Les mères plus critiquées

On parle de « mom shaming » parce que, bien souvent, ce sont les mères et non les pères qui font l’objet de reproches, remarque la sociologue Annie Cloutier, autrice de l’essai Aimer, materner, jubiler

« Même au Québec, où on pense que les pères doivent jouer un rôle important et qu’ils le font de plus en plus, c’est quand même les mères qui prennent presque l’entièreté du blâme pour ce qui ne va pas bien, encore aujourd’hui. »

Le blâme, les mères le portent depuis longtemps, ajoute la sociologue. « Des contraintes énormes ont toujours été mises sur les mères, ne serait-ce que le nombre d’enfants qu’elles ont, le choix d’en avoir ou pas. Il faut se méfier de dire : c’est pire ou c’est moins pire qu’avant. Mais c’est certain qu’on a l’impression qu’en ce moment, c’est très, très fort. Un élément qui peut s’ajouter à ça, c’est notre tolérance zéro au risque. Il y a une perte de repères communs. […] On essaie de se rattraper avec des façons de se comporter communes qui font qu’on est au moins tous d’accord là-dessus. Mais ce n’est jamais vrai. Il y en a qui veulent allaiter, d’autres qui ne veulent pas et ça, ça vient chercher les gens. »

Elle craint que de faire porter le fardeau de la honte aux mères les confine au silence ou les amène à ne présenter qu’une image parfaite de la maternité. Ainsi, quelle mère osera dire qu’elle a crié après ses enfants hier ? « Il y a le risque que ce soit repris et multiplié sur les réseaux sociaux, rappelle Annie Cloutier. C’est un risque qui est virtuel pour la plupart des gens. Si une femme qui n’est pas connue crie après son enfant, les gens n’en ont rien à foutre, mais le risque est là et on l’a vu se produire devant nous tellement de fois qu’on ne prendra pas un risque sur un million. »

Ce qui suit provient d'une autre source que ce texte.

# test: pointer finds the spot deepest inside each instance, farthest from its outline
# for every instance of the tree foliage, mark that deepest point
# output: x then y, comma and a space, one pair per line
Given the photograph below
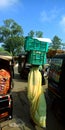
56, 43
11, 34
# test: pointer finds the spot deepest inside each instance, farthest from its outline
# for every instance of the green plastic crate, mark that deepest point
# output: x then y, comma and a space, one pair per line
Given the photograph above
34, 44
36, 57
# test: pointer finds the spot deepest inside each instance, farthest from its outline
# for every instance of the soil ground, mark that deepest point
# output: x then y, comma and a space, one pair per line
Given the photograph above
21, 114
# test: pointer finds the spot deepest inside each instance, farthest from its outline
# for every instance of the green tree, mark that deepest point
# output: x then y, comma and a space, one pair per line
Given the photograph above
11, 34
56, 43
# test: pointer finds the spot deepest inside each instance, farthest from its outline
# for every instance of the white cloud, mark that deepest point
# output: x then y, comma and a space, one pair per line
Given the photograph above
49, 16
7, 3
62, 23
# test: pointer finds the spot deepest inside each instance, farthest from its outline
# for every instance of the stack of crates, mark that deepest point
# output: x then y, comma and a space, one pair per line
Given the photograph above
36, 51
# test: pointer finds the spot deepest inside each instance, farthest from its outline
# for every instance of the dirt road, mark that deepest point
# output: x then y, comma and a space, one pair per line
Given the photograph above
21, 115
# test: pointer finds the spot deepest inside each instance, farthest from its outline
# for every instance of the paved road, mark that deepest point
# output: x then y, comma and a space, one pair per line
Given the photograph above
21, 115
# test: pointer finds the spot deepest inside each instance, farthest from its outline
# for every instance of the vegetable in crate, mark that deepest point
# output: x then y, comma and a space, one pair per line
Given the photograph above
36, 97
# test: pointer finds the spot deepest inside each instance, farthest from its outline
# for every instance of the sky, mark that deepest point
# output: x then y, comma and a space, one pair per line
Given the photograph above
47, 16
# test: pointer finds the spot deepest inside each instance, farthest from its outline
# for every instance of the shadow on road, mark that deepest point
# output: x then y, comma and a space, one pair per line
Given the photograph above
21, 109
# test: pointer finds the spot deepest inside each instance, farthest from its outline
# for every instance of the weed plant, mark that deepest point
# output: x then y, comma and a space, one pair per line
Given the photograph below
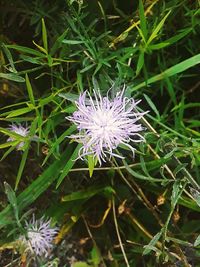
141, 211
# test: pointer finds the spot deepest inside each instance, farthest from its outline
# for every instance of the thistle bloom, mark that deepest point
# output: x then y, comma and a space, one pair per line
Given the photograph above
18, 129
39, 237
104, 124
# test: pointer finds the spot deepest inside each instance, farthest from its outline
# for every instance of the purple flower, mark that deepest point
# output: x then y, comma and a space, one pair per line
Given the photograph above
39, 237
104, 124
18, 129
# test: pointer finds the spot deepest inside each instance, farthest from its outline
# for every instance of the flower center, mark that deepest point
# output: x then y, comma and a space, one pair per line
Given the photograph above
34, 236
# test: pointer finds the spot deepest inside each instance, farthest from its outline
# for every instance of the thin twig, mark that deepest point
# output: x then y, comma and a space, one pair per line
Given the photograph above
118, 234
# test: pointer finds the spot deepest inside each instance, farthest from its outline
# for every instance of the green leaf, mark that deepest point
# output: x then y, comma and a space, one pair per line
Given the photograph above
80, 264
68, 166
25, 154
91, 164
36, 188
151, 104
87, 193
12, 76
196, 195
95, 256
180, 67
140, 63
9, 56
12, 199
44, 35
176, 192
19, 111
30, 90
157, 29
170, 41
143, 24
12, 143
197, 241
65, 41
26, 50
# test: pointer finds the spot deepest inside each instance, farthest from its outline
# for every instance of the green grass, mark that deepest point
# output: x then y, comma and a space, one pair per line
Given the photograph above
141, 212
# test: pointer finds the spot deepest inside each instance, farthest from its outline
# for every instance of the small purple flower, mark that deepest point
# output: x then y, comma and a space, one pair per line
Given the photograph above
18, 129
104, 124
40, 236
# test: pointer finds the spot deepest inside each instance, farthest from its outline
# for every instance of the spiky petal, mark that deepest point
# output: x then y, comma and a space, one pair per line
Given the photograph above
39, 236
104, 124
18, 129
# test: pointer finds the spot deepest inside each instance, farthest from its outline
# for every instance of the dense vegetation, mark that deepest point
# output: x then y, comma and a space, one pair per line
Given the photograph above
141, 211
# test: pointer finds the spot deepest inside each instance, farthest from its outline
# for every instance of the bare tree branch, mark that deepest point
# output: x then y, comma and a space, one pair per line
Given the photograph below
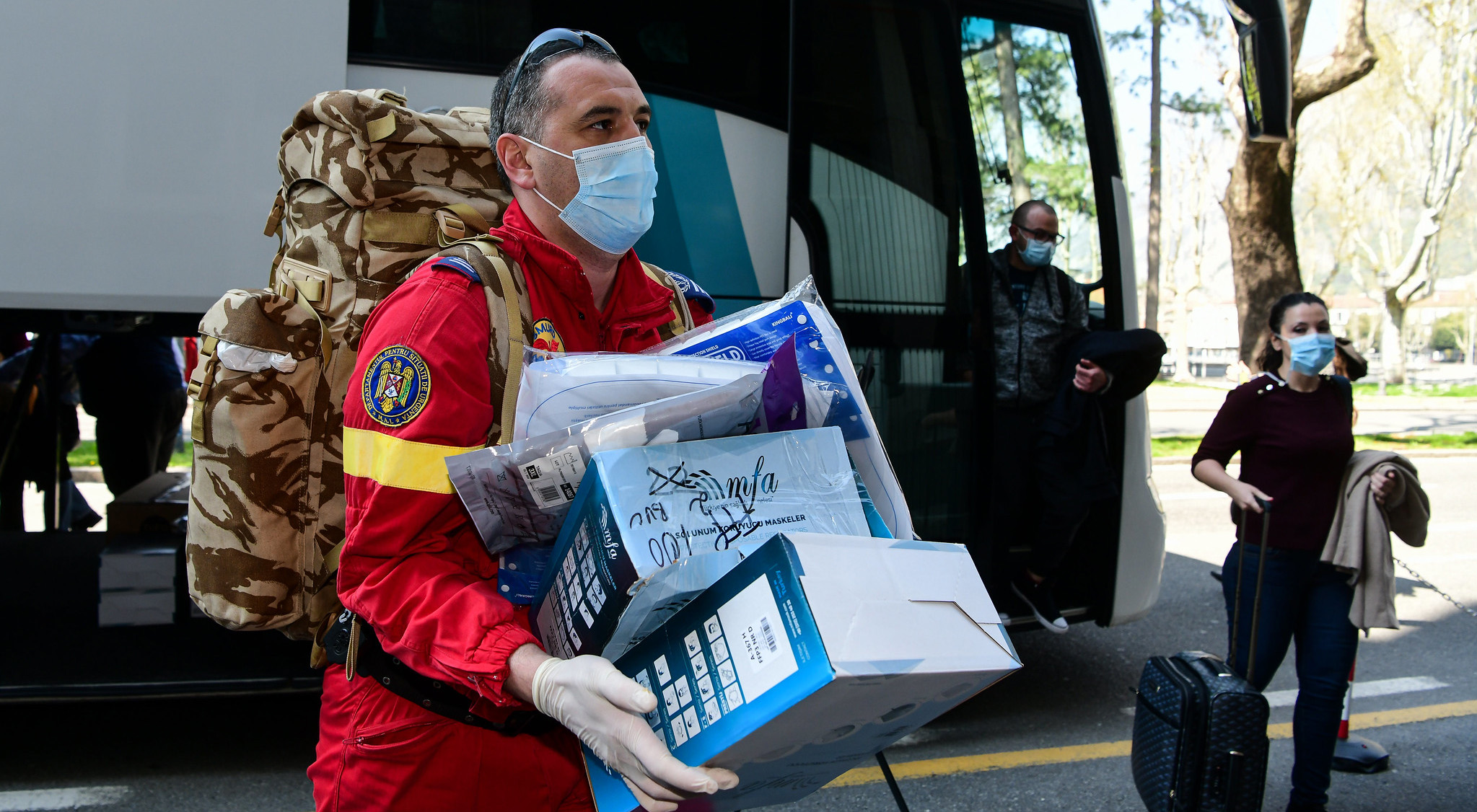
1352, 59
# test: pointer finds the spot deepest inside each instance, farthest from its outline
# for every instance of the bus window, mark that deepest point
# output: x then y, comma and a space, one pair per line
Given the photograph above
875, 188
1030, 141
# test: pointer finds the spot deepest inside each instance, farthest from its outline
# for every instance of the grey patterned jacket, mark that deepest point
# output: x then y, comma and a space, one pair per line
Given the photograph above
1028, 349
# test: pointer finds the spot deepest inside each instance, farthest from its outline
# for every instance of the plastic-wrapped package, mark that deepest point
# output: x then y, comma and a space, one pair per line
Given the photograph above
522, 490
563, 390
757, 332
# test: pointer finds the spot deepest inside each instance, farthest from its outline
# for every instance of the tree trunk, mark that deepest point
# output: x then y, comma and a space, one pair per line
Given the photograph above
1182, 338
1151, 296
1259, 195
1392, 340
1011, 108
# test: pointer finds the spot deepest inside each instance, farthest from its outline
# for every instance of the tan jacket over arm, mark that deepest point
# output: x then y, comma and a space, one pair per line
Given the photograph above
1359, 539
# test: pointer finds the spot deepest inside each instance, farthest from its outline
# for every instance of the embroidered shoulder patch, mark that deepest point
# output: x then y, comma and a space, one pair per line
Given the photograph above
545, 337
396, 386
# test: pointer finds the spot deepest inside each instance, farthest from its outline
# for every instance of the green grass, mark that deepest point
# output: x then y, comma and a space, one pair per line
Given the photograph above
1434, 390
1175, 446
86, 454
1185, 446
1406, 442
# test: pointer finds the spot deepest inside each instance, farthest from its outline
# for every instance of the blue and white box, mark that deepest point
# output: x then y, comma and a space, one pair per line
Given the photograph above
643, 508
808, 658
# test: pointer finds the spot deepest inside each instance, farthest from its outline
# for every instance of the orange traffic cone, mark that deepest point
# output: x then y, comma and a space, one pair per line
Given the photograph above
1357, 754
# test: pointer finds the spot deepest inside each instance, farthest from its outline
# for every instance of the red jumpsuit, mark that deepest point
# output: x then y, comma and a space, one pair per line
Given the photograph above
413, 565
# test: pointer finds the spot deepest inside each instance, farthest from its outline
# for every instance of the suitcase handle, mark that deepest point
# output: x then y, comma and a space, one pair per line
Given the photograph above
1255, 599
1234, 768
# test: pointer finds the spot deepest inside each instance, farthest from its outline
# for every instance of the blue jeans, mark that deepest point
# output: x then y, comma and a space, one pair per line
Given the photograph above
1307, 601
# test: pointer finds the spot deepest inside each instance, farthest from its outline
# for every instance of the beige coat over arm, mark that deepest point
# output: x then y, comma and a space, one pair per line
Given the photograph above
1359, 539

Même si elles ne sont pas des personnalités connues, les mères ne sont pas à l’abri du jugement sur les forums en ligne et les groupes Facebook liés à la parentalité. Mais, la plupart de ces groupes mettent de l’avant le respect et le non-jugement dans les règles qui les régissent. Lorsqu’un membre s’en écarte, il se fait souvent vite rappeler à l’ordre par les autres.

Chez Maman pour la vie, une plateforme qui héberge l’un des forums sur la maternité les plus importants au Québec, on indique que le « mom shaming » n’a pas été observé sur la plateforme récemment. « Sur les réseaux sociaux, nous devons intervenir quelques fois lorsque nous publions des sujets délicats comme l’allaitement, la vaccination, l’éducation », précise Michèle Laplante, chargée du contenu. Trois sujets qui, sur n’importe quelle plateforme, ont un taux d’inflammabilité élevé.